The new entity will be structured similarly to the Advocate and Aurora agreement, Skogsbergh said in a May 11 internal video obtained by Modern Healthcare.

“Put simply, here we go again — uniting us much like attorney Aurora did four years ago. One board of directors. One leadership team,” he said.

The executives expect “timely regulatory review” given the geographic separation of systems and the fact that assets will remain with their respective organizations and states, the memo said.

Advocate would move its current headquarters in Downers Grove and Milwaukee) to Charlotte, which has a growing population. After the deal closes, Atrium CEO Eugene Woods would become CEO after an 18-month transition period. Skogsbergh plans to retire.

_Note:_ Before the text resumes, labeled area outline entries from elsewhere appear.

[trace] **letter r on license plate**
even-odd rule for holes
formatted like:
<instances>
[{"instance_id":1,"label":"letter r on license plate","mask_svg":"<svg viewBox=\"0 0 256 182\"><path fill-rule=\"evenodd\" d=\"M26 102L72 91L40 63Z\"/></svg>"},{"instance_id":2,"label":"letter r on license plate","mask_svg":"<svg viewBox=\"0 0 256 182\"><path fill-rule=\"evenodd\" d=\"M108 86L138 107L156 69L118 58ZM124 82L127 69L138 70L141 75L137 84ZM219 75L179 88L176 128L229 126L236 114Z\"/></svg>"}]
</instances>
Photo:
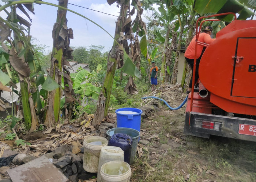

“They will have to figure out who loses decision-making power and who gains decision-making power and why,” Solomon said.

The Advocate Aurora and Atrium facilities would retain their respective brands in their local markets.

“These names: Aurora in Wisconsin, Atrium in the Southeast, are so strong and so powerful, and frankly (they have) a lot of influence which I think is going to be of great service to us. But this name General Advocate and what it means and connotes is quite powerful,” Skogsbergh said in the video.

Attorneys Aurora and Atrium could use that influence to extract higher rates from insurers, potentially raising prices and premiums, policy experts said.

“They use their size to get exclusivity with payers, which can lock in other community hospitals,” Newpoint’s Norell said.